„Das meiste Chemnitz-Bashing erlebe ich immer von Exil-Chemnitzer*innen“

Nazis, Überalterung … Chemnitz genießt wirklich nicht den besten Ruf. Mario Thomas hat hier aus einer verfallenen DDR-Schulmensa ein kulturelles Zentrum aufgebaut. Er wünscht sich, dass junge Menschen der sächsischen Stadt, die nächstes Jahr Europäische Kulturhauptstadt ist, nicht länger den Rücken kehren

„Jugendliche sind in Chemnitz eine marginalisierte Gruppe“: Mit dem Subbotnik möchte ihnen Mario Thomas den Platz geben

Interview Yannic Walther
Fotos Thomas Victor

taz: Chemnitz hat in den Jahrzehnten nach der Wiedervereinigung über 20 Prozent seiner Einwohner verloren.
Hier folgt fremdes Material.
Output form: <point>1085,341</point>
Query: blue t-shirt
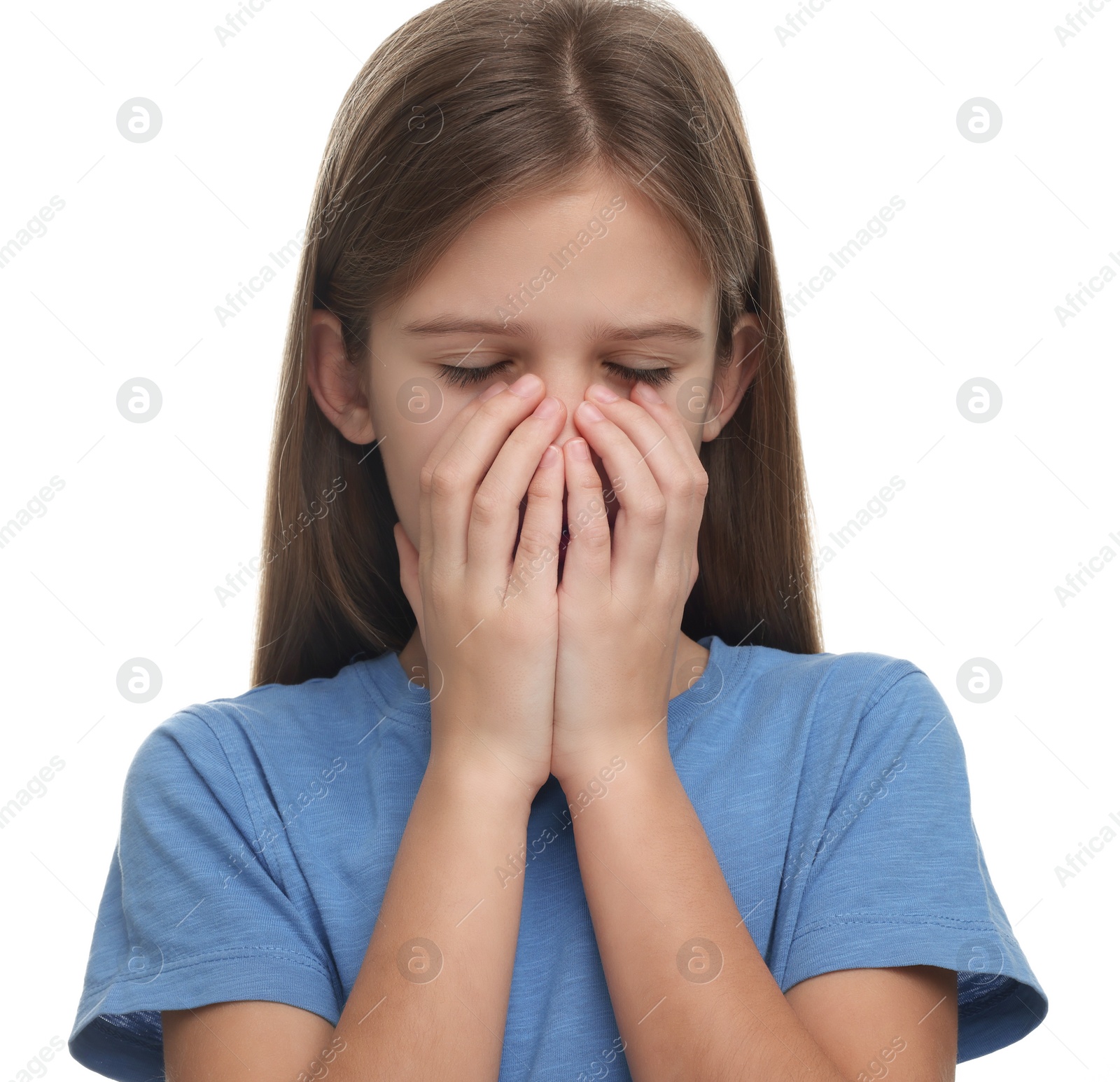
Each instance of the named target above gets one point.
<point>258,835</point>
Vor allem die Jungen sind weggezogen. Aufgrund des hohen Altersdurchschnitts ist die sächsische Stadt bereits zur ältesten Stadt Europas gekürt worden. Warum, Herr Thomas, zieht man nach Chemnitz als junger Mensch?
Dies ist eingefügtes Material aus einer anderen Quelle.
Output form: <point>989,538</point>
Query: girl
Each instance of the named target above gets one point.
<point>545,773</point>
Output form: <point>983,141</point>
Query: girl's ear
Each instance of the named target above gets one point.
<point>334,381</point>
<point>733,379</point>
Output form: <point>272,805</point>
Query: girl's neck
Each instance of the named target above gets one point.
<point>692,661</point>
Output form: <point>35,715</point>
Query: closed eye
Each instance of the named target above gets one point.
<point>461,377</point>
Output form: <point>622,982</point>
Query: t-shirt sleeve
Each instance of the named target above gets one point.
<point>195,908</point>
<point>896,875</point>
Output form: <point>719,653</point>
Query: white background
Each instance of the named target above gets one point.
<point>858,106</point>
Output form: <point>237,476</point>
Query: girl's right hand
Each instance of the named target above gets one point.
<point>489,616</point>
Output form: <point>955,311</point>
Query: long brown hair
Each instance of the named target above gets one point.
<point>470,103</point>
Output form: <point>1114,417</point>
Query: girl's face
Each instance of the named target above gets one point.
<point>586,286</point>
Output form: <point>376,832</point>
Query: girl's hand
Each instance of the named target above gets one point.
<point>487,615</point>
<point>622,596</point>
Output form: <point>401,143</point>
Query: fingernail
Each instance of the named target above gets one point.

Mario Thomas: Ich bin 2007 für mein Studium nach Chemnitz gezogen. Damals habe ich mir nicht viele Gedanken darüber gemacht. Ich habe aber gespürt, dass das einmal eine größere Stadt war. Es gab unglaublich viel Leerstand und damit natürlich auch unglaublich viele Möglichkeiten.

taz: Und Sie sind geblieben.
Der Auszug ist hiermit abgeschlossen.